在文件中，匹配是0 n，我试图用0123456789 n 替换它，所以将插入9 个字节。可以用这段代码成功地改变文件，只是没有增加的大小。我究竟做错了什么？这是显示所有非增加文件大小操作的输出，但在插入数字时失败：

*** Changing b'0.0032 n' to b'0.0640 n'
len(d): 10435, match.start(): 607, match.end(): 615, len(bytearray(val)): 8
*** Found: "0.0126 n"; set to [0.252] or custom:
*** Changing b'0.0126 n' to b'0.2520 n'
len(d): 10435, match.start(): 758, match.end(): 766, len(bytearray(val)): 8
*** Found: "0 n"; set to [0.1] or custom:
*** Changing b'0 n' to b'0.1 n'
len(d): 10435, match.start(): 806, match.end(): 809, len(bytearray(val)): 5
Traceback (most recent call last):
  File "fixV1.py", line 190, in <module>
    main(sys.argv)
  File "fixV1.py", line 136, in main
    nchanges += search(midfile)     # perform search, returning count
  File "fixV1.py", line 71, in search
    d[match.start():match.end()] = bytearray(val)
BufferError: Existing exports of data: object cannot be re-sized

【问题讨论】：

len(d)、match.start()、match.end() 和 len(bytearray(val)) 的值是多少？
这部分正则表达式 0.?\d* 对您意味着什么？
RegEx 0.?\d* [nN] 表示“数据以 0 开头，有一个可选的 . 和 0 个或多个数字。然后是一个“”字符，以及一个 n或N。”它似乎在所有情况下都正确匹配。

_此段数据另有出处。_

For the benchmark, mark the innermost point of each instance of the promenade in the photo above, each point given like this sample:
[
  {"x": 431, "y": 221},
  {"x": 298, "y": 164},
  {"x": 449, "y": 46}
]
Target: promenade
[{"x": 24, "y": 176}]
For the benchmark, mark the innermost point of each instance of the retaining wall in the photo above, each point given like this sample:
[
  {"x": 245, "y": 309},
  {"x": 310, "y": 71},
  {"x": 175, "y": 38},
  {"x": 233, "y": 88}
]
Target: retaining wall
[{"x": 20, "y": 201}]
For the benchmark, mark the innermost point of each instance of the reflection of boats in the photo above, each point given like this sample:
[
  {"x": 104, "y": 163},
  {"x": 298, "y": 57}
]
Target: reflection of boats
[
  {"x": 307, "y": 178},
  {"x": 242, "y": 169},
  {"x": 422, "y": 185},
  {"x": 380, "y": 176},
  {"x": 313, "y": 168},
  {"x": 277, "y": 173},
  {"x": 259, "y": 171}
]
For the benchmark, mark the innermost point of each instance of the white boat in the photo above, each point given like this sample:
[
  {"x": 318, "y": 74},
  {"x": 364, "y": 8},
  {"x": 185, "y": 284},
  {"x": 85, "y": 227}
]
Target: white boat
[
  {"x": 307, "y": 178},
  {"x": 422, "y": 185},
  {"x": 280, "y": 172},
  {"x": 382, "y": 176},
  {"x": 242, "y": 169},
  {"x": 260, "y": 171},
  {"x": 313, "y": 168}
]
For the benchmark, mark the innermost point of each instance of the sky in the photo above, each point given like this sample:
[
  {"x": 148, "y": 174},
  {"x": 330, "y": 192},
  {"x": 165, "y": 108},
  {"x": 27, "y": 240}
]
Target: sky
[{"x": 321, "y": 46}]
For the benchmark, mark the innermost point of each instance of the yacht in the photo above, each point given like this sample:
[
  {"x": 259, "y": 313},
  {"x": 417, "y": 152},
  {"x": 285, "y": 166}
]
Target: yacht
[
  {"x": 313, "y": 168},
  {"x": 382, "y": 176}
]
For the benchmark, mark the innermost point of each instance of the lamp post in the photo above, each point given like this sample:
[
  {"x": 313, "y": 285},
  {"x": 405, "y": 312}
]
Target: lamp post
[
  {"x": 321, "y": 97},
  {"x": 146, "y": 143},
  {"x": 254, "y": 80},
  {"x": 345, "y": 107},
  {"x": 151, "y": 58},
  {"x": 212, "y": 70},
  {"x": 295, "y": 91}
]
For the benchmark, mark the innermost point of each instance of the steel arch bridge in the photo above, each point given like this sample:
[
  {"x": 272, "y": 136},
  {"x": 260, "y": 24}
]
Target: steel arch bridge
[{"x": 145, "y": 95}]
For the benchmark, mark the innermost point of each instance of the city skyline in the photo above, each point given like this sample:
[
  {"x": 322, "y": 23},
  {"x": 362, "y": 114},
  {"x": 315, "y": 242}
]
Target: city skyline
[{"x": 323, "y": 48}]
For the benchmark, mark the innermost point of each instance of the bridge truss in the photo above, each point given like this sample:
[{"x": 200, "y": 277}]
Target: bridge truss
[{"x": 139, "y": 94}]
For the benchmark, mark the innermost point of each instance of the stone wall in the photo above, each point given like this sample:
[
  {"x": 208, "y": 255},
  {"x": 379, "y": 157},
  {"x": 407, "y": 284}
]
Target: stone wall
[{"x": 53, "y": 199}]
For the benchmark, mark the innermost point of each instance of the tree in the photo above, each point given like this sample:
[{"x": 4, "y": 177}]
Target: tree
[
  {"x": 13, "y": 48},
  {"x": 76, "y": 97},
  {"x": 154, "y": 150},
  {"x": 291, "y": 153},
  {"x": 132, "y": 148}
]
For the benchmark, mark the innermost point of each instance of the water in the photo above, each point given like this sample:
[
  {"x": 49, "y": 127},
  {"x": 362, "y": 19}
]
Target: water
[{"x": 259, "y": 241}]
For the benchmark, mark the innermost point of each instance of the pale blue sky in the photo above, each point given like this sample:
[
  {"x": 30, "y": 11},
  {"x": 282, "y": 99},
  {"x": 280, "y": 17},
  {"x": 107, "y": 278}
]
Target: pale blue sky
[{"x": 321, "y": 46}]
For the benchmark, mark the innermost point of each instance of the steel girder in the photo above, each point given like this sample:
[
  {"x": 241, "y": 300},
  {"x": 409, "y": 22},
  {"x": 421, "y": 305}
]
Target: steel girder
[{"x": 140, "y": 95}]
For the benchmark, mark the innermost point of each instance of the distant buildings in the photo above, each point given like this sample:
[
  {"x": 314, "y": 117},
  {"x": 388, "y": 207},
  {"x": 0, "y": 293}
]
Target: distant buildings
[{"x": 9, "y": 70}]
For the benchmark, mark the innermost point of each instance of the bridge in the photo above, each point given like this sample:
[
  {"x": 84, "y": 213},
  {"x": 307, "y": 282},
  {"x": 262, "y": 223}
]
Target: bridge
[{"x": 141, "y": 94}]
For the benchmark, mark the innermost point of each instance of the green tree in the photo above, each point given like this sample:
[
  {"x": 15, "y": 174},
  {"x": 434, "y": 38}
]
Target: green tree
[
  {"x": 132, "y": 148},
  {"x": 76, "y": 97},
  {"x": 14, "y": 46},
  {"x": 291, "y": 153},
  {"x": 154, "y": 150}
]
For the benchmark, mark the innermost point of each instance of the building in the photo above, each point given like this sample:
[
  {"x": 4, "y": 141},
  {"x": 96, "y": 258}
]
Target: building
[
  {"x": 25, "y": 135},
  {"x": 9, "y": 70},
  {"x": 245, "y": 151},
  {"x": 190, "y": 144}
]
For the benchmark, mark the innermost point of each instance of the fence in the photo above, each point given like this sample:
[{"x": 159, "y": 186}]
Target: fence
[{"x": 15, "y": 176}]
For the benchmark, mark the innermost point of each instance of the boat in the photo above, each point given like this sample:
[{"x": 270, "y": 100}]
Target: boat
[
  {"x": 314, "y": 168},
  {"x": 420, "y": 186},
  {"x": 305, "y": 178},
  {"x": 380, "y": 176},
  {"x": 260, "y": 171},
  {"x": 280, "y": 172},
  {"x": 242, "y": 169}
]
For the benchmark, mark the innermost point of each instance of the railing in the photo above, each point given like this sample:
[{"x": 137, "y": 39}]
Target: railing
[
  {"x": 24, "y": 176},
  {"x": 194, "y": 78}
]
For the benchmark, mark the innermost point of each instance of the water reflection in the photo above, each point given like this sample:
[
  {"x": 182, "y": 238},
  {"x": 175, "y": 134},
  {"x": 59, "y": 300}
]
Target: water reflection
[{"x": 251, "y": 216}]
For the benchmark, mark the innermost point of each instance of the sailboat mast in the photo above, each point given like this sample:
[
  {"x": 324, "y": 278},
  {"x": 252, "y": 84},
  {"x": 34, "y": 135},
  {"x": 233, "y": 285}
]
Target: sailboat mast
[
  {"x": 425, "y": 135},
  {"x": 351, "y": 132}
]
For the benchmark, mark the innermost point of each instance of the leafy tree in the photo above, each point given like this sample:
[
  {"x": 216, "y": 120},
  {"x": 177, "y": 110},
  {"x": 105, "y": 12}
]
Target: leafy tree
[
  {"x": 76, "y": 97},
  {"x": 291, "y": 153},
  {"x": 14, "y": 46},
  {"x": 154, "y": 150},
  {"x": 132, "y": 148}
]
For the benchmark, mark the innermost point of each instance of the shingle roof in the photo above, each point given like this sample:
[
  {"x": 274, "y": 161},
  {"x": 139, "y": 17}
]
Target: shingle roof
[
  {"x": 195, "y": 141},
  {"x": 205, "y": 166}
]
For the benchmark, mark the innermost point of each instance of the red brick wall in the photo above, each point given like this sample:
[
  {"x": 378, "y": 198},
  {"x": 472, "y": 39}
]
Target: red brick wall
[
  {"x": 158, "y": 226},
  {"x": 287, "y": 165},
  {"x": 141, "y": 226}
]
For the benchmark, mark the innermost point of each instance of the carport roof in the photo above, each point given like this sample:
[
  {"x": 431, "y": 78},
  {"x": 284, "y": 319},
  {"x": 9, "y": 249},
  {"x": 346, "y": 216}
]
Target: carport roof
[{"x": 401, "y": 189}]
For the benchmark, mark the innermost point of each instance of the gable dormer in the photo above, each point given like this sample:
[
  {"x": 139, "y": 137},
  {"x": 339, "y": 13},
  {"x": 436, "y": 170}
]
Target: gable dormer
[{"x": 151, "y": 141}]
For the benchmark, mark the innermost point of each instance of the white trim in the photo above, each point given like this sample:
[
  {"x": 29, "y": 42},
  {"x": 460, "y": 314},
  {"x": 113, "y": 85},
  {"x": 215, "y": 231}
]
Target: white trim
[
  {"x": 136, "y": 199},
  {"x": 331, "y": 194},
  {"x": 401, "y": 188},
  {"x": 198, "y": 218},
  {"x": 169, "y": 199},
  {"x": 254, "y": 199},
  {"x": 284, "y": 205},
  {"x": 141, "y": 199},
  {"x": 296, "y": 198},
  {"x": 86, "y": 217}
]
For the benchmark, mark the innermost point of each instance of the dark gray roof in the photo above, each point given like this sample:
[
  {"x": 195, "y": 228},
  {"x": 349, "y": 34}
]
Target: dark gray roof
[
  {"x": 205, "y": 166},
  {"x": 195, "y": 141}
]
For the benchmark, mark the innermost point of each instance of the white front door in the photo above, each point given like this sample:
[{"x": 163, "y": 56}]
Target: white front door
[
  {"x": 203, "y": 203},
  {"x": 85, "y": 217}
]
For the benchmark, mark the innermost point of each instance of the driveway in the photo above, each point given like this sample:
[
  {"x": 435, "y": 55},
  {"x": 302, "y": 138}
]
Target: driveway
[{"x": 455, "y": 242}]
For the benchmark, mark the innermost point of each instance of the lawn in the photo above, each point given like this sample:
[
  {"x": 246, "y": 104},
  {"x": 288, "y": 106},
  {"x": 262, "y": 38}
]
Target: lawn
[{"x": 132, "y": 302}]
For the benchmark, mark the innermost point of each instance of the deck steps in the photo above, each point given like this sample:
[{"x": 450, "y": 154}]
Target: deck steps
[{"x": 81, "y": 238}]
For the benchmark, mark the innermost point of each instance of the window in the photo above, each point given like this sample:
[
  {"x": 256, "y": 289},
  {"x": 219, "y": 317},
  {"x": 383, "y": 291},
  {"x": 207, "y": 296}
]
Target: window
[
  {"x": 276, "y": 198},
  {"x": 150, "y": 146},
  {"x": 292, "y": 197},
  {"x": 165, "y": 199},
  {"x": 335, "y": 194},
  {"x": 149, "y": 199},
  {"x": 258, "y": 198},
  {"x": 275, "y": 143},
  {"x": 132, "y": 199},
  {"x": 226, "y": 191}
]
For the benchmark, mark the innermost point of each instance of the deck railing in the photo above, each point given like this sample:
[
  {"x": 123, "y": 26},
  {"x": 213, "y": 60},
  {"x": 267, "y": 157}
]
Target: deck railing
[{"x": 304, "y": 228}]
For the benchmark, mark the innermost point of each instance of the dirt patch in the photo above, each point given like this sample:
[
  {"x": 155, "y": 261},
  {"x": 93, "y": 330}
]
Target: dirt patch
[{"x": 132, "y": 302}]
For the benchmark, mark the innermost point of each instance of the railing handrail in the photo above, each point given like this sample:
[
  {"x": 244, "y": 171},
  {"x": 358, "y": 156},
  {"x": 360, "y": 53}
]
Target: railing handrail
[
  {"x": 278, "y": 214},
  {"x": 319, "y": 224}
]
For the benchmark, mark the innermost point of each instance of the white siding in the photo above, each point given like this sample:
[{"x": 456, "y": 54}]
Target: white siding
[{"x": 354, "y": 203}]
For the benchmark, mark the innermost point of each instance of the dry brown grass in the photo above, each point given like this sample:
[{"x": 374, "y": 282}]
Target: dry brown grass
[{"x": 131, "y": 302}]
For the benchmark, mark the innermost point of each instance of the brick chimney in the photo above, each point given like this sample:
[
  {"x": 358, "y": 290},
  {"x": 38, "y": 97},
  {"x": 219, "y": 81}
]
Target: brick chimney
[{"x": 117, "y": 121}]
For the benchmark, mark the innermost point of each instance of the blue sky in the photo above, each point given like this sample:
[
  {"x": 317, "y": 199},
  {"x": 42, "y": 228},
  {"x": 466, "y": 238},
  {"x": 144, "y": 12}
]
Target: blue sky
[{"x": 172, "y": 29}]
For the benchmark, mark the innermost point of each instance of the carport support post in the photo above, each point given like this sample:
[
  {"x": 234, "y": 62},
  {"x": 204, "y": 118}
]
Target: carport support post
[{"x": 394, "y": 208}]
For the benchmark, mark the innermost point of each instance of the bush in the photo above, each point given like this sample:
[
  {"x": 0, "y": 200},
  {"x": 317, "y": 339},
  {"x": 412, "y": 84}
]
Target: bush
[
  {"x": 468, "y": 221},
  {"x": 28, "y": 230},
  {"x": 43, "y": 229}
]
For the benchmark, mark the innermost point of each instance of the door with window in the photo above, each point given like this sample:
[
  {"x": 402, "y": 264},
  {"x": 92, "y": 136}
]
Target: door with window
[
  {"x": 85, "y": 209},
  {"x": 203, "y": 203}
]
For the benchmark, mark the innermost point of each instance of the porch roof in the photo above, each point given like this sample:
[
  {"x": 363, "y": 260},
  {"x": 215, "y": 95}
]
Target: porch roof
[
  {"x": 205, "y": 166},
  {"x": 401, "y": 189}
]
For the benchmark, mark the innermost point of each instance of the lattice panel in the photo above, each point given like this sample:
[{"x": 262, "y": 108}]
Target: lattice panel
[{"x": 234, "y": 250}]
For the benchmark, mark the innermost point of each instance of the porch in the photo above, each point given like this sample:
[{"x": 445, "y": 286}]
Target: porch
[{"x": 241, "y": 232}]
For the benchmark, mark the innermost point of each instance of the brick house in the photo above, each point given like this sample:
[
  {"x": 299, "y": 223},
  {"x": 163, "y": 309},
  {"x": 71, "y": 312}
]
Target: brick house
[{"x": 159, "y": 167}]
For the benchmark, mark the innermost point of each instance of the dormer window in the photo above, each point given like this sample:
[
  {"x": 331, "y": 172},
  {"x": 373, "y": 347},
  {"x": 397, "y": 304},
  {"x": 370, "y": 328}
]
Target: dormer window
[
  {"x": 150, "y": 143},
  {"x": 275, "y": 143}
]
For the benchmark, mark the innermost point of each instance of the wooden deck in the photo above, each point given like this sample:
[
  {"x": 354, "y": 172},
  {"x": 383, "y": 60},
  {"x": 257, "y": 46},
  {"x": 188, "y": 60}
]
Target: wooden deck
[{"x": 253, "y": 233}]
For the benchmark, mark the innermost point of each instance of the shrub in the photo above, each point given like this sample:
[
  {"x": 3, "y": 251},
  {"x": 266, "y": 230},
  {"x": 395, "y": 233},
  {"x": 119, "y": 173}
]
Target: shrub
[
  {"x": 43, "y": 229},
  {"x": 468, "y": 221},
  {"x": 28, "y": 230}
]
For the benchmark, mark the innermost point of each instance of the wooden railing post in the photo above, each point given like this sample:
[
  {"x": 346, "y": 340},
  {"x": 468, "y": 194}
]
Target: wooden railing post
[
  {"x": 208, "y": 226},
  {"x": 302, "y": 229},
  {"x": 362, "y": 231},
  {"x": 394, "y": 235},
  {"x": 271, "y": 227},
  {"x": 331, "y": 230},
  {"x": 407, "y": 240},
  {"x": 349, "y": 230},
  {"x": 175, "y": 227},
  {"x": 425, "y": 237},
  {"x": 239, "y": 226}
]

标签： arrays python-3.x regex file write

【解决方案1】：

这是一个简单的例子，很像在迭代期间修改一个可迭代对象：

it = pat.finditer(d) creates a buffer 来自 bytearray 对象。这反过来又“锁定”了字节数组对象的大小。
d[match.start():match.end()] = bytearray(val) 尝试修改“锁定”字节数组对象的大小。

就像在迭代列表时尝试更改列表大小会失败一样，在迭代缓冲区时尝试更改字节数组大小也会失败。

您可以将该对象的副本提供给finditer()。

有关缓冲区以及 Python 如何在后台工作的更多信息，请参阅Python docs。

另外，请记住，您实际上并没有修改文件。您需要将数据写回文件，或使用memory mapped files。如果您正在寻找效率，我建议后者。

【讨论】：

这个想法是（起初）打开文件，读取它（进入 [d]），通过添加字节对其进行修改，然后将其写回。但这在切片插入时失败，而不是在文件保存时失败。在 MMAP 的文档中，它显示“# note that new content must have the same size”。我想问题变成了，可以将 [d] 创建为非锁定吗？
@rdtsc 长度可以更改。是的，它在 slice-insert 上失败了，因为它被锁定了。做到这一点的唯一方法是立即或懒惰地创建数据副本。尝试执行it = pat.finditer(d.copy())，您会发现它会起作用。